Movimentos separados e pequenos eventos feitos em grupos de 3 ou 4 atores são alguns dos elementos presentes na peça - Foto: Bruno Leonel/Rubrosom
Movimentos separados e pequenos eventos feitos em grupos de 3 ou 4 atores são alguns dos elementos presentes na peça – Foto: Bruno Leonel/Rubrosom

Segundo o coordenador, o conceito foi todo formado a partir de quatro questionamentos, ligados à traumas e incômodos que os próprios atores carregavam da infância, e também, de eventos recentes vividos por cada um. “A peça como um todo vai purgando dores individuais, e também, dores coletivas, isso tudo não tem nem como falar sozinho porque, a construção foi toda feita em grupo. Essa metodologia dos questionamentos – Sobre traumas da infância, algo que você acha que precisa ser discutido urgentemente – é um dos procedimentos para a construção de um espetáculo performático mesmo, aí você dá os apoios, os estímulos e eles constroem. Todo o material poético é de depoimentos ou de observação da vida, as cenas se constroem gradativamente…”, pontua Aguinaldo de Souza.

Utilizando também um fundo musical, ora dissonante, ora mais ‘ameno’, os momentos mais cruciais do espetáculo ganharam força na apresentação. Seja no peculiar trecho no qual atores ‘assoviam’ o hino nacional, em meio a uma certa ironia com figuras patriotas até sequências ambientadas por ruídos drones e até fúnebres. Os recuros são inúmeros; Há momentos por exemplo em que, todas as luzes do local são apagadas e a única iluminação vista é gerada por lanternas usadas pelos próprios atores, quase como um reforço visual da ideia do ‘tatear’ harmonias em meio à escuridão que assola os seres humanos. Qualquer semelhança com o atual momentos histórico (do mundo) talvez não sejam mera coincidência, não apenas em relação ao lado político, mas também, como uma forma de abrir os olhos para o reconhecimento da própria identidade e auto-entendimento em meio a um contexto de muitos questionamentos sobre temas como identidade, e a, repressão por parte de setores, algumas vezes, contrários à esse próprio entendimento. O profesor Aguinaldo de Souza cita o grupo mexicano La Pocha Nostra como uma referência importante do trabalho “Escolhemos uma estética, com esse estilo de encontro com as formas mais bizarras e agressivas retratadas na intervenção”, contou o coordenador à reportagem do Rubrosom.

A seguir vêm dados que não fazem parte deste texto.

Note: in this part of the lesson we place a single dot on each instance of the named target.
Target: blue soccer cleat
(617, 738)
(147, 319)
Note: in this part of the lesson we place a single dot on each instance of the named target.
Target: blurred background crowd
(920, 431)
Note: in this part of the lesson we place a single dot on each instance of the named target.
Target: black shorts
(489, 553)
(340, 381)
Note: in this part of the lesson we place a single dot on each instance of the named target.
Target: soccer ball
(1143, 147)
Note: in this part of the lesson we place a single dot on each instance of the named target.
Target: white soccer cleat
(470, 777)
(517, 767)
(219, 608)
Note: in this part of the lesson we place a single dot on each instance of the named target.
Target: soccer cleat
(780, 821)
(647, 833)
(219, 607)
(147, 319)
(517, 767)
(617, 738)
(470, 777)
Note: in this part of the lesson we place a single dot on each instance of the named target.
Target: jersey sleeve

Frente do prédio principal do Centro de Artes Cênicas (UEL) ocupado desde o último dia 24 - Foto: Bruno Leonel/Rubrosom
Frente do prédio principal do Centro de Artes Cênicas (UEL) ocupado desde o último dia 24 – Foto: Bruno Leonel/Rubrosom

Ocupação – Usando o formato de performance sequencial, em que as ações ocorrem em um espaço de tempo determinado, uma após a outra, a apresentação de ‘Desorganismo’ na última quinta, foi vista por cerca de 30 pessoas, dentro de uma das salas do Departamento de Artes Cênicas da UEL. O Centro foi o primeiro a ser ocupado (No dia 24 de Outubro) dentro do Centro de Educação, Comunicação e Artes (CECA) da UEL.  Dentre as principais pautas, o grupo manifestou repúdio às PEC 241, que eles citaram como “um ataque direto ao direto à saúde e educação, congelando os valores investidos nas áreas da educação” e a MP 746 Confira nota do Centro Acadêmico de Cênicas AQUI.  Atualmente, os centros de Comunicação, Artes, Pedagogia, Música e Pedagogia – Todos também do CECA, encontram-se ocupados. Atividades culturais estão sendo realizadas nos espaços durante toda a semana.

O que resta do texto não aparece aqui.